Influencers monetising ‘misinformation’ and ‘shoddy recommendation’, in keeping with new report
A new report has urged the government to introduce stricter rules on influencers, claiming there is “little oversight” of the social media advertising industry.
The Australia Institute’s Center for Responsible Technology report claims influencers are “dangerous health and financial advice, despite their lack of qualifications and expertise in these areas.”
Research fellow Jordan Guiao said he has seen influencers who “promote extremely harmful conspiracy theories and undermine public health”.
In the report, he claims a mummy blogger with hundreds of thousands of followers posted “misinformation” questioning the effectiveness of the COVID-19 vaccine and the severity of the virus.
A former reality TV star is also named in the report for “monetizing” her fitness and “nutrition” tips and for doing various branded deals while not having any qualifications in these areas.
“Social media influencers benefit by spreading misinformation and shoddy advice online,” said Guiao.
“It is a criminal offense to provide unlicensed medical and financial advice, but a lot of influencers do just that on social media,” he said.
“Like so many disruptive business models, influencer advertising and advice has also managed to get under the regulatory radar.”
Mr. Guiao said there are two sets of standards between the rules for traditional advertisers and influencers on social media.
He claims that only two self-regulating codes are managing the profitable influencer industry in Australia, where individuals can charge up to $ 20,000 per post.

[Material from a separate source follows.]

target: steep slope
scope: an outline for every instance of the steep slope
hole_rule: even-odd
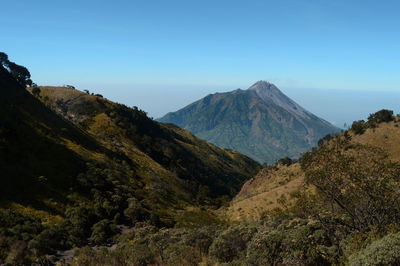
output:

The institute is calling on the Australian Competition and Consumer Commission to clarify their influencer content guidelines and ensure that health and financial advertising qualifications are required.
Australian regulator ACCC can impose a fine of up to $ 500,000 for an individual or $ 10 million for a company for violating advertising regulations.
“We believe the time is right for the government and its regulators to review this area as it is increasingly profitable and affects many thousands of Australians who take the advice of influencers to heart,” said Guiao.
A six-month investigation by The Feed earlier this year revealed a hidden advertising culture on Instagram where influencers, brands and agencies ignore rules and regulations designed to protect consumers.
Journalists Caliste Weitenberg and Elise Potaka revealed that influencers and brands in Australia do not clearly label sponsored content as advertising.
After the investigation aired by The Feed, advertising regulator Ad Standards upheld a complaint against reality TV star / influencer Anna Heinreich and the Runaway The Label brand over a sponsored post that wasn’t clearly labeled as such.
The feed contacted ACCC for a response, but they declined to comment and referred us to the Therapeutic Goods Administration and instead Australian Securities and Investment Commission.
In May, an ACCC spokesperson told The Feed: “We use a number of tools to encourage compliance with the ACL (Australian Consumer Law) by all retailers, including influencers.
“This includes educating businesses and consumers as well as working closely with stakeholders and other authorities to improve compliance in an industry.”
The feed asked Facebook, which owns Instagram, for a comment. A spokesperson didn’t answer our questions about the report and instead referred The Feed to its guidelines for YouTubers and advertisers.
The guidelines state that misleading medical information and misinformation, including “anti-vaccination claims” “cannot be monetized”.